Os Desembargadores do Órgão Especial do TJRS julgaram inconstitucional lei de Caxias do Sul que aumentava o tempo de vida útil dos veículos utilizados no transporte escolar. A decisão unânime.
Caso
A Ação Direta de Inconstitucionalidade (ADIN) foi proposta pelo Prefeito de Caxias do Sul contra a Lei Municipal nº 8.259/2018. A norma prevê a extensão da vida útil dos veículos destinados ao transporte escolar para até cinco anos, sendo que a lei original previa o máximo de 12 meses.
O Executivo argumentou que a lei não foi examinada pelo Conselho Municipal de Trânsito e Transporte e que, ao estabelecer extensão quanto ao prazo de vida útil dos veículos empregados no transporte escolar, vai na contramão da tendência normativa-administrativa de reduzir tal prazo, além de ir contra à segurança dos usuários. Destacou também que a norma invade competência privativa do Chefe do Poder Executivo.
Decisão
O relator do processo foi o Desembargador Arminio José Abreu Lima da Rosa, que concedeu liminar no mês de maio deste ano suspendendo a lei. Afirmou que a alteração trazida pela norma permitiu a prorrogação em mais cinco anos de vida útil de veículo empregado no transporte escolar, fixada em 15 anos da data de sua fabricação. Não deixa de interferir com a gestão do transporte escolar, de responsabilidade do Executivo Municipal, caracterizado o vício de iniciativa.

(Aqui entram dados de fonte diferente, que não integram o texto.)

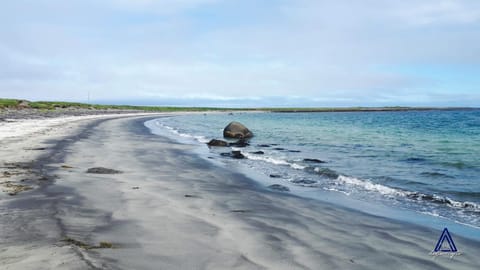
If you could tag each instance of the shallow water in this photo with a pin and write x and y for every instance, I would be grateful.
(421, 161)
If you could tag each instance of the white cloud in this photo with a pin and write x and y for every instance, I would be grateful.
(313, 49)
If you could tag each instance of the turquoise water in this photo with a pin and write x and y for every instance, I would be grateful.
(422, 161)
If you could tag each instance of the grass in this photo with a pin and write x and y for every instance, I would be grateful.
(52, 105)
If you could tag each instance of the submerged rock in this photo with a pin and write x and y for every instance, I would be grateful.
(240, 143)
(219, 143)
(279, 187)
(304, 182)
(237, 155)
(314, 160)
(237, 130)
(102, 170)
(233, 154)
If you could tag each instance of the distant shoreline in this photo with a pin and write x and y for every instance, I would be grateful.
(7, 106)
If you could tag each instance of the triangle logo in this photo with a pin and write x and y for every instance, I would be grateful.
(445, 243)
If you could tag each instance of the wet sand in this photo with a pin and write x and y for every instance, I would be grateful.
(170, 209)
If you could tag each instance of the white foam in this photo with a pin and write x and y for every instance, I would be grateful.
(368, 185)
(274, 161)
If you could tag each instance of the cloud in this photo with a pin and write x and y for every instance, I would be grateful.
(341, 51)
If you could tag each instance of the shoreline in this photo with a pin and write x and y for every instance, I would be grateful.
(169, 205)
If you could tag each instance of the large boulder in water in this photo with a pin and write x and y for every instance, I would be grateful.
(236, 130)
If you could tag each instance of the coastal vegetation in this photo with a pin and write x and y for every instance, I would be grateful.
(53, 105)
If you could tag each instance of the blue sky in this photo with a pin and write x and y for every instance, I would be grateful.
(242, 53)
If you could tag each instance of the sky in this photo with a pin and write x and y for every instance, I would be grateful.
(234, 53)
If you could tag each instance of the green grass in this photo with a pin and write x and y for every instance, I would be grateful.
(8, 103)
(52, 105)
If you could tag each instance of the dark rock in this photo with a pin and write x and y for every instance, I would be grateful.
(215, 142)
(278, 187)
(237, 155)
(102, 170)
(263, 145)
(237, 130)
(326, 172)
(313, 160)
(240, 143)
(304, 181)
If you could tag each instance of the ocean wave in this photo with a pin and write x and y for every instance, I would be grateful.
(198, 138)
(410, 195)
(274, 161)
(369, 186)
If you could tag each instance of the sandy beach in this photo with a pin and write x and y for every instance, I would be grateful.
(164, 207)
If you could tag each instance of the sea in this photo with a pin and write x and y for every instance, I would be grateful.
(414, 166)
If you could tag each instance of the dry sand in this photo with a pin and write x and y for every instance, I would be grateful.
(170, 209)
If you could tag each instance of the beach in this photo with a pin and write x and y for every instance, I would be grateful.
(163, 207)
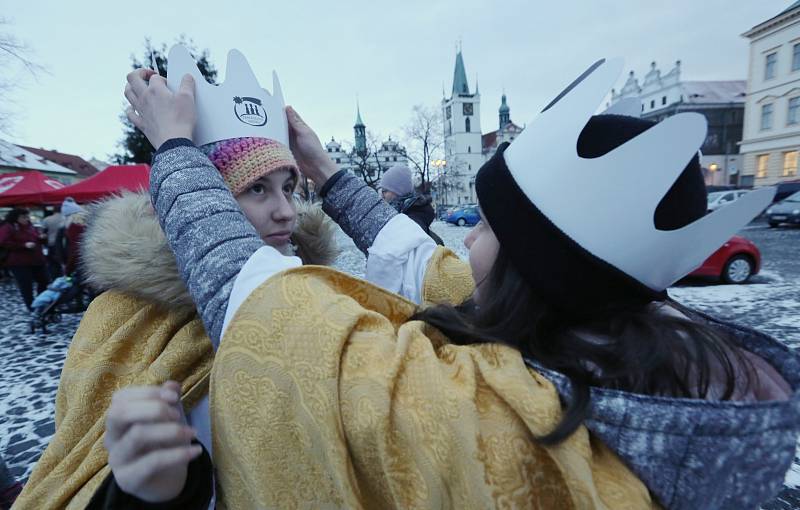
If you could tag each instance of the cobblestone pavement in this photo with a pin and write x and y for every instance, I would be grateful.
(30, 364)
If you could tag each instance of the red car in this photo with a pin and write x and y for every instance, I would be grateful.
(734, 262)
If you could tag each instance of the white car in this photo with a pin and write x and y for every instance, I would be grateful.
(717, 199)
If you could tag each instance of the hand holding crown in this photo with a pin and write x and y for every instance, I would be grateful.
(158, 112)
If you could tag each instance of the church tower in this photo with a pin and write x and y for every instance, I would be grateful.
(360, 133)
(505, 113)
(462, 136)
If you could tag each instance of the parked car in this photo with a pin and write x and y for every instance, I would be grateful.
(734, 262)
(785, 211)
(719, 198)
(464, 216)
(784, 189)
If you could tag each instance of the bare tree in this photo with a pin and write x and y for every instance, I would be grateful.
(424, 140)
(366, 164)
(13, 53)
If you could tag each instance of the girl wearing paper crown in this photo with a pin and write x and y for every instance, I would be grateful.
(564, 378)
(553, 371)
(145, 329)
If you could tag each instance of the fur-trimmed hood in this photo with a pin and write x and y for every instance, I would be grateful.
(124, 248)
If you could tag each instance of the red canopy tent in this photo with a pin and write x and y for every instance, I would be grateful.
(26, 188)
(111, 180)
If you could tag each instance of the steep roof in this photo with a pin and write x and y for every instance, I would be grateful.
(460, 85)
(732, 91)
(71, 161)
(359, 122)
(13, 156)
(773, 21)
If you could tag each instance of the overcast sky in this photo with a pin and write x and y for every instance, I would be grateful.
(392, 55)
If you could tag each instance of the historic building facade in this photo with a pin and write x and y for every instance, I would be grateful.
(382, 157)
(772, 110)
(721, 102)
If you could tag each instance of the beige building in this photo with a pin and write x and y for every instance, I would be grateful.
(772, 111)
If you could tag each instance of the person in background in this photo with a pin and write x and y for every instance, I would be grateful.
(74, 226)
(53, 222)
(398, 190)
(25, 257)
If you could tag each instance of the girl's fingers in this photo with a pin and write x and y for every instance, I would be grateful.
(143, 469)
(121, 417)
(130, 96)
(138, 80)
(134, 117)
(151, 463)
(141, 439)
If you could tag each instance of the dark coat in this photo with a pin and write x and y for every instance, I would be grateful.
(419, 209)
(13, 237)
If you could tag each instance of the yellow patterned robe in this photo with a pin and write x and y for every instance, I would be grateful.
(122, 341)
(324, 396)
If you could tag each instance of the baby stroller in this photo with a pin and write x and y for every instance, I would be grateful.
(64, 295)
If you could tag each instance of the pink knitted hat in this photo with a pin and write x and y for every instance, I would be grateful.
(242, 161)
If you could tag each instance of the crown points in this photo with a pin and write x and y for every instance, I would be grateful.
(237, 108)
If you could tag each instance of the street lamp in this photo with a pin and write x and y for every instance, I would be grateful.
(441, 166)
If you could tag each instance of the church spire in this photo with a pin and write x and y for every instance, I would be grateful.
(359, 122)
(460, 85)
(505, 112)
(360, 131)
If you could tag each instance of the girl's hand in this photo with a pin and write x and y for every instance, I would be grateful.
(312, 159)
(148, 442)
(159, 113)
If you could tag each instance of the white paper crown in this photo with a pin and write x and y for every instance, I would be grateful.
(613, 198)
(237, 108)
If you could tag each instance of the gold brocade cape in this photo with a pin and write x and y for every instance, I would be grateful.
(121, 341)
(323, 395)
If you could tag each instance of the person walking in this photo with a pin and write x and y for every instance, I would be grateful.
(25, 258)
(398, 189)
(53, 223)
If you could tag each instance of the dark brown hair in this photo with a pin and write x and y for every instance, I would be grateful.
(640, 350)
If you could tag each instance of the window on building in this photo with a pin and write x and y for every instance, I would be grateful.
(770, 64)
(796, 57)
(762, 162)
(789, 163)
(793, 116)
(766, 116)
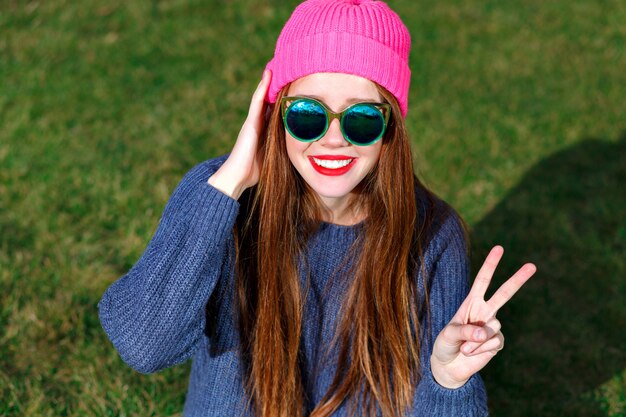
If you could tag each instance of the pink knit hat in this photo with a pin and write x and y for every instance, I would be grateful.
(360, 37)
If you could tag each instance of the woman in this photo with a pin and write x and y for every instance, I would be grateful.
(309, 272)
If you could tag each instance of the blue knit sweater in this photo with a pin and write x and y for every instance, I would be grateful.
(177, 303)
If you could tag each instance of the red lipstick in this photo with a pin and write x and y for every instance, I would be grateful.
(332, 171)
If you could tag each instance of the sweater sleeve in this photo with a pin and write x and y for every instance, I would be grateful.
(155, 314)
(449, 285)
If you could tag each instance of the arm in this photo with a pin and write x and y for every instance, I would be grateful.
(154, 315)
(448, 288)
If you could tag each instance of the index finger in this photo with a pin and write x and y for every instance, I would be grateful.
(483, 278)
(511, 286)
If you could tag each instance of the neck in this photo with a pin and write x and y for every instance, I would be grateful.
(339, 211)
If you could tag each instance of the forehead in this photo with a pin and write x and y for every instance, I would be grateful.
(336, 89)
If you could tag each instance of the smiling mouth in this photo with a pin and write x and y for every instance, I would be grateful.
(332, 164)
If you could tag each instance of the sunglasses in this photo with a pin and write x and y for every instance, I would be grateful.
(307, 120)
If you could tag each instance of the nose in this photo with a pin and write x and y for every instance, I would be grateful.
(333, 138)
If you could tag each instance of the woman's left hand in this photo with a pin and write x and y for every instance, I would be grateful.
(473, 335)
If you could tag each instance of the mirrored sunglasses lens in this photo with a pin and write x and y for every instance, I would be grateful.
(363, 124)
(305, 119)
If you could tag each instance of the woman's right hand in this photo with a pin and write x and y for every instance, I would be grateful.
(242, 168)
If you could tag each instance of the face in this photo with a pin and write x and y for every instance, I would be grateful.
(334, 185)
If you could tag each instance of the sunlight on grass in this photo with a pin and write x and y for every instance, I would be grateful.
(516, 116)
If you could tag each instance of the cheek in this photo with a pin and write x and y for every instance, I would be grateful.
(372, 154)
(295, 149)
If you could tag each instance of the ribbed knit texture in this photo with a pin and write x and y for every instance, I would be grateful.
(177, 302)
(360, 37)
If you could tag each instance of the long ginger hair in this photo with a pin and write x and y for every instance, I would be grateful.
(379, 333)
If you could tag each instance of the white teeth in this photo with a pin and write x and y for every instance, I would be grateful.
(332, 164)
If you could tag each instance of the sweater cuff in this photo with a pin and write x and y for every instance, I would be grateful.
(468, 400)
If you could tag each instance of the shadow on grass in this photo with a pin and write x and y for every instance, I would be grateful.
(565, 330)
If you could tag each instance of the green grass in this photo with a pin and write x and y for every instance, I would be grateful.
(517, 118)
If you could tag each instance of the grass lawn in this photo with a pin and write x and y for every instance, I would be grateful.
(517, 115)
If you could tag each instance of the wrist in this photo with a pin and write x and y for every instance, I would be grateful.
(443, 378)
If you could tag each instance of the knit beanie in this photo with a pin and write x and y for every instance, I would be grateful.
(360, 37)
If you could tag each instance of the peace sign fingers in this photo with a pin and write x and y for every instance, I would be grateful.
(483, 278)
(511, 286)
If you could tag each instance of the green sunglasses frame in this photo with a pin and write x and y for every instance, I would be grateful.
(331, 115)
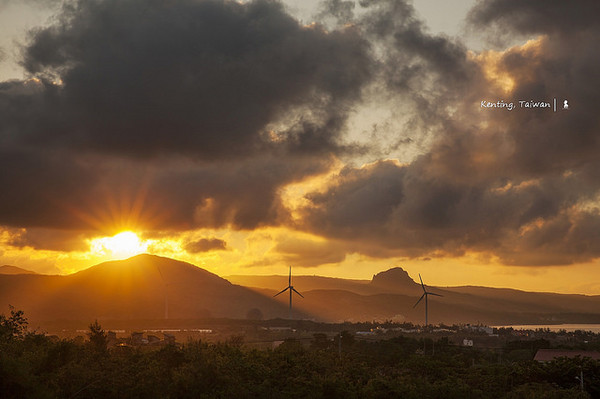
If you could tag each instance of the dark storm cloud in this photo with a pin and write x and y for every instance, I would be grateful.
(520, 186)
(205, 245)
(202, 78)
(172, 115)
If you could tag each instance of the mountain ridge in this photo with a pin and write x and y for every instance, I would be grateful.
(153, 287)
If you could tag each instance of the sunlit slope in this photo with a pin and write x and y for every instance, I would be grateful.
(392, 294)
(141, 287)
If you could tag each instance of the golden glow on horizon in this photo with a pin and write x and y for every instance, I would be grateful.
(122, 245)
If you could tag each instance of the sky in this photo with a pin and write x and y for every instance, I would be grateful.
(458, 140)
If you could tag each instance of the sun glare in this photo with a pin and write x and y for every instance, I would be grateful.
(122, 245)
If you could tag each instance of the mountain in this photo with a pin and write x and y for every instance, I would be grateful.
(146, 287)
(141, 287)
(392, 294)
(7, 269)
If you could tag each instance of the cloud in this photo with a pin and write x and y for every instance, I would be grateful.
(173, 115)
(538, 16)
(206, 79)
(205, 245)
(49, 239)
(188, 114)
(518, 185)
(307, 253)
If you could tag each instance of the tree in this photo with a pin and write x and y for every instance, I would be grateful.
(14, 326)
(98, 337)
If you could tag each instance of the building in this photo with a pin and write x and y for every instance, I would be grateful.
(548, 355)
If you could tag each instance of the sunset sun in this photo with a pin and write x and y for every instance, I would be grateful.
(122, 245)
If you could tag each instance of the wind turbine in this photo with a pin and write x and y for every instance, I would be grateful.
(425, 295)
(292, 289)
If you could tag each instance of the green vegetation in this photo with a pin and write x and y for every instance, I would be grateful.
(35, 366)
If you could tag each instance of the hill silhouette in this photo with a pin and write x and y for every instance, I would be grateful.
(391, 295)
(145, 286)
(135, 288)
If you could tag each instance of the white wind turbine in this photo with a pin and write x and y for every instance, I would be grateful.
(425, 295)
(292, 289)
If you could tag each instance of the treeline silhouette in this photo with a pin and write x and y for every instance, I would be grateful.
(35, 366)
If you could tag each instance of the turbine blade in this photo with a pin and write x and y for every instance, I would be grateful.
(282, 291)
(422, 296)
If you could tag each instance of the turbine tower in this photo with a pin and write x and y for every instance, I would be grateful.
(425, 295)
(292, 289)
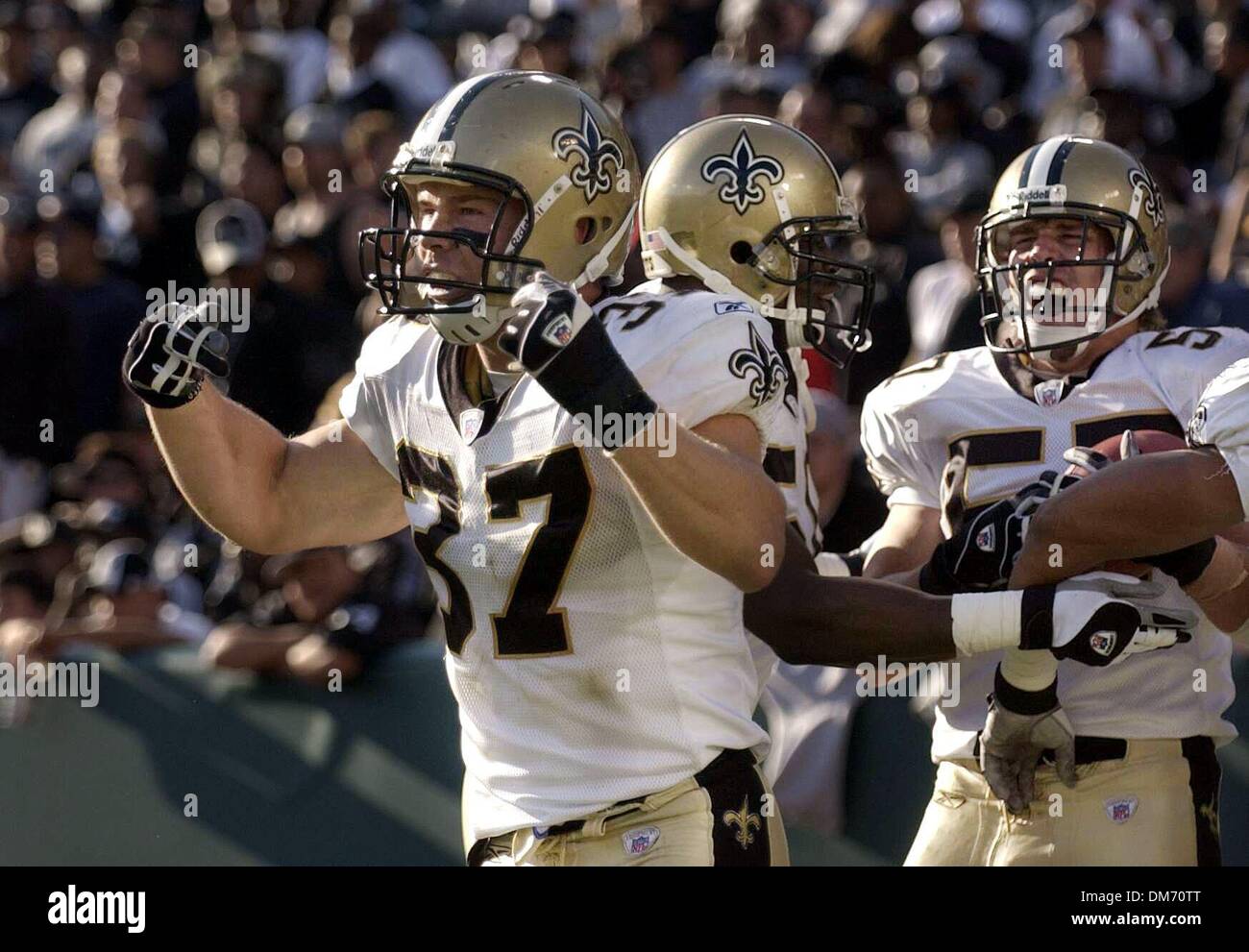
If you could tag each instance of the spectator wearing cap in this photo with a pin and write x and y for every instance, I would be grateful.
(59, 137)
(375, 62)
(146, 236)
(242, 92)
(37, 382)
(1111, 42)
(1219, 119)
(943, 298)
(752, 32)
(373, 140)
(669, 105)
(23, 595)
(40, 543)
(120, 96)
(811, 109)
(103, 308)
(326, 614)
(287, 36)
(120, 603)
(107, 466)
(151, 46)
(23, 91)
(936, 149)
(283, 337)
(546, 38)
(325, 207)
(895, 245)
(250, 174)
(1190, 298)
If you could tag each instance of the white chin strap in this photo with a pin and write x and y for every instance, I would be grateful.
(657, 240)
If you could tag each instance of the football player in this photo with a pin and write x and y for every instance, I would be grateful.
(1070, 257)
(590, 573)
(1202, 491)
(753, 207)
(748, 207)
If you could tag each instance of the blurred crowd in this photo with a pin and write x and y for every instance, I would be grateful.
(149, 145)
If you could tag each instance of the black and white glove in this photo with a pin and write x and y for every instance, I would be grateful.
(1020, 727)
(982, 545)
(170, 353)
(1095, 619)
(1185, 565)
(1100, 618)
(552, 333)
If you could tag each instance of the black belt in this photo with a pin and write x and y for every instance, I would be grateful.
(1088, 749)
(725, 760)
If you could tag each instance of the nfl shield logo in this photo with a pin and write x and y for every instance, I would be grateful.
(638, 841)
(470, 423)
(1048, 393)
(1120, 809)
(1103, 643)
(560, 331)
(986, 537)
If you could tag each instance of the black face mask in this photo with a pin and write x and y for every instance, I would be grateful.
(824, 281)
(387, 256)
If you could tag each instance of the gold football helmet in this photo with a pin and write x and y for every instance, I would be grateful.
(528, 137)
(752, 207)
(1079, 186)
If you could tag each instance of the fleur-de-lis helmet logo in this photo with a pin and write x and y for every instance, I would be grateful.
(761, 366)
(592, 173)
(742, 170)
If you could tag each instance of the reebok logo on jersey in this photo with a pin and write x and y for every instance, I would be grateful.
(558, 332)
(1103, 643)
(1049, 393)
(641, 840)
(470, 423)
(1120, 810)
(1056, 194)
(986, 539)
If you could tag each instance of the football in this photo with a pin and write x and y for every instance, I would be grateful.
(1129, 443)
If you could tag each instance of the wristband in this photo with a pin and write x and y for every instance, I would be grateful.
(588, 375)
(1223, 574)
(986, 622)
(1186, 565)
(1024, 701)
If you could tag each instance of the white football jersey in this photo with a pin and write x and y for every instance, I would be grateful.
(1222, 420)
(591, 660)
(1016, 428)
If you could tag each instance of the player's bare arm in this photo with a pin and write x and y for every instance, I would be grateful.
(712, 499)
(872, 618)
(810, 619)
(1114, 514)
(258, 489)
(903, 544)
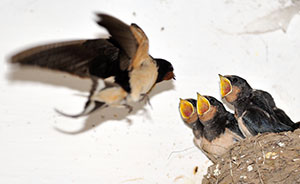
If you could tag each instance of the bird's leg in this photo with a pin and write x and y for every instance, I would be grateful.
(129, 107)
(146, 98)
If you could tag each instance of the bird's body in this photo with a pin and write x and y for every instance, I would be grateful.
(120, 67)
(215, 131)
(220, 129)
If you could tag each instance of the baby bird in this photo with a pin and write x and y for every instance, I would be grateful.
(255, 110)
(120, 67)
(220, 128)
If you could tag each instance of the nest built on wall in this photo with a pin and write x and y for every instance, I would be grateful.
(265, 158)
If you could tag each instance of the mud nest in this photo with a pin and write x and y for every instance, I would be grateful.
(266, 158)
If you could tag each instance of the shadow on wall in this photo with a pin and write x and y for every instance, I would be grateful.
(63, 79)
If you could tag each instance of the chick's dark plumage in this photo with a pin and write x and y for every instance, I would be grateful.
(220, 129)
(255, 110)
(214, 128)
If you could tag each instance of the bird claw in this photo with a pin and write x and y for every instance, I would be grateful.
(130, 108)
(145, 98)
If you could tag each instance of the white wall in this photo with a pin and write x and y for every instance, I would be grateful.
(150, 145)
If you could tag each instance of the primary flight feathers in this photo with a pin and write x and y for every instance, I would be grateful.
(120, 67)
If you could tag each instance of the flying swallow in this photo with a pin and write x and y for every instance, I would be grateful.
(255, 110)
(220, 128)
(120, 67)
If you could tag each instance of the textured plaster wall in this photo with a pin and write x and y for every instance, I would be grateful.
(151, 145)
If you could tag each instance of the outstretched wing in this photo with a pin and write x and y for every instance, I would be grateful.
(122, 34)
(82, 58)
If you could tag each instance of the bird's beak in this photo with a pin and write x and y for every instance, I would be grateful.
(186, 109)
(225, 86)
(203, 104)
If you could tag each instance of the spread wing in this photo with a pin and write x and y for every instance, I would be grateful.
(82, 58)
(122, 34)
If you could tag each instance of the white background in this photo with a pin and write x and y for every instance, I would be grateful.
(150, 145)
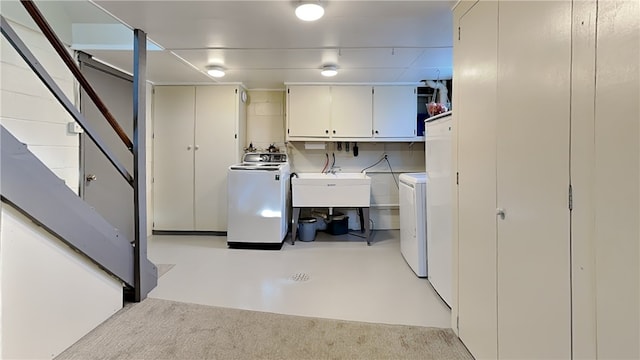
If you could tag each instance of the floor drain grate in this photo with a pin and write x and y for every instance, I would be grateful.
(300, 277)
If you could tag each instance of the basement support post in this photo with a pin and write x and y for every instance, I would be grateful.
(145, 273)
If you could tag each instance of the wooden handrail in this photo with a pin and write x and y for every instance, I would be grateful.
(32, 9)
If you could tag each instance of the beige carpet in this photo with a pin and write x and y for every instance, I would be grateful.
(161, 329)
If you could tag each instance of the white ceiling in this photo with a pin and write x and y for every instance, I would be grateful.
(263, 45)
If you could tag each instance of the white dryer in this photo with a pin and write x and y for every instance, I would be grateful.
(413, 221)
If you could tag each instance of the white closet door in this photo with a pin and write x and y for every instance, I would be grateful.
(475, 111)
(617, 178)
(216, 146)
(173, 157)
(534, 290)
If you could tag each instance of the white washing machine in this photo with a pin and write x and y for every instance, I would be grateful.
(438, 157)
(258, 197)
(413, 221)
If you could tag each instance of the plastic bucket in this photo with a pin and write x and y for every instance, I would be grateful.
(307, 229)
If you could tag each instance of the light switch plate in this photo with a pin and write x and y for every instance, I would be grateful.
(74, 128)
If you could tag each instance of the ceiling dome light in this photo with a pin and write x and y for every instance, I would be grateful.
(215, 71)
(310, 11)
(329, 70)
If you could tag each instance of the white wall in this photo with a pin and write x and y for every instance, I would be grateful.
(31, 113)
(51, 296)
(266, 125)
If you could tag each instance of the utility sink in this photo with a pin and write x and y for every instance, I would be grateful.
(331, 190)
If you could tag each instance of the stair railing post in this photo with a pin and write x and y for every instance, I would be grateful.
(144, 277)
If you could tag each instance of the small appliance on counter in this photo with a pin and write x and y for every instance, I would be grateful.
(258, 198)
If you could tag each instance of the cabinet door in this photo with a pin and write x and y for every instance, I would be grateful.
(173, 108)
(534, 290)
(216, 114)
(475, 76)
(394, 111)
(309, 111)
(351, 111)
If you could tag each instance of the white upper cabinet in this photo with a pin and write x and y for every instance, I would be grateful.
(309, 112)
(351, 111)
(394, 111)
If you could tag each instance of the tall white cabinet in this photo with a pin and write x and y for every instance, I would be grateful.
(198, 133)
(537, 248)
(513, 166)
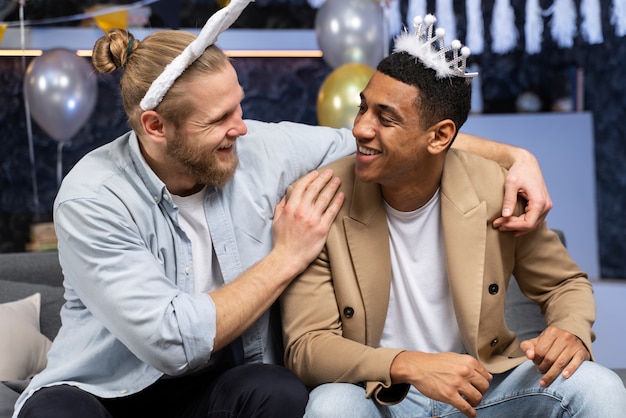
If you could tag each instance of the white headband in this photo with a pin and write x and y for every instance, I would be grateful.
(427, 45)
(217, 23)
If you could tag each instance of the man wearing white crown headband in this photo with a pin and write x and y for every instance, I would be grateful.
(172, 250)
(402, 313)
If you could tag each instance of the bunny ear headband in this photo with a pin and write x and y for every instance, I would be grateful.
(217, 23)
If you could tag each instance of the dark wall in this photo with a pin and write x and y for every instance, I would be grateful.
(286, 89)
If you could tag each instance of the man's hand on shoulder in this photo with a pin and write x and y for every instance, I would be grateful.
(524, 179)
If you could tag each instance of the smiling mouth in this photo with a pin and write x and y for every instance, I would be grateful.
(367, 151)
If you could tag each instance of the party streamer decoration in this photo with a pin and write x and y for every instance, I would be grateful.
(533, 27)
(475, 27)
(563, 23)
(618, 17)
(503, 30)
(591, 25)
(393, 15)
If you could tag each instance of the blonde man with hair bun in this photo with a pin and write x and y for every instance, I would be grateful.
(175, 242)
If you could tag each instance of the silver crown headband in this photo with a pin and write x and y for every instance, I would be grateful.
(217, 23)
(427, 45)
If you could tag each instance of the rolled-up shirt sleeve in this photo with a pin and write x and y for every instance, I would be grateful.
(122, 271)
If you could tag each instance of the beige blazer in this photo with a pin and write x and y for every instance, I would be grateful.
(334, 313)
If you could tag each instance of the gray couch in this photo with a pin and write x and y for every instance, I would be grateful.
(22, 274)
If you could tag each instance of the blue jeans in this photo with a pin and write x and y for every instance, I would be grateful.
(592, 391)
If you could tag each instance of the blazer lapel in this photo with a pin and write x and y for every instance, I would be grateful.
(464, 227)
(367, 236)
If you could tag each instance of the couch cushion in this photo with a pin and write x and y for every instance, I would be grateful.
(51, 302)
(23, 349)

Destacou que a norma não prevê a segurança dos alunos. ¿O que se percebe é exatamente o contrário referentemente à segurança daqueles escolares transportados por veículos mais velhos.
Conforme o magistrado, a norma implica impor à Administração Municipal ao menos oito vistorias especiais aos veículos de transporte escolar. Também fere princípios constitucionais, ao estabelecer atribuições e gerar despesas, afrontando a independência e harmonia entre os Poderes.
É evidente que, com isso, a iniciativa legislativa avançou sobre transporte escolar, inclusive naquilo que corresponde ao acréscimo do risco gerado por veículos com maior idade de uso. Como também, fruto automático da extensão para cinco anos, aumentou a atividade a ser exercida pela Administração, relativamente ao maior número de vistorias a serem realizadas, ressaltou o Desembargador Arminio.
Assim, foi julgada procedente a ADIN para declarar a inconstitucionalidade da Lei Municipal de Caxias do Sul nº 8.259/2018.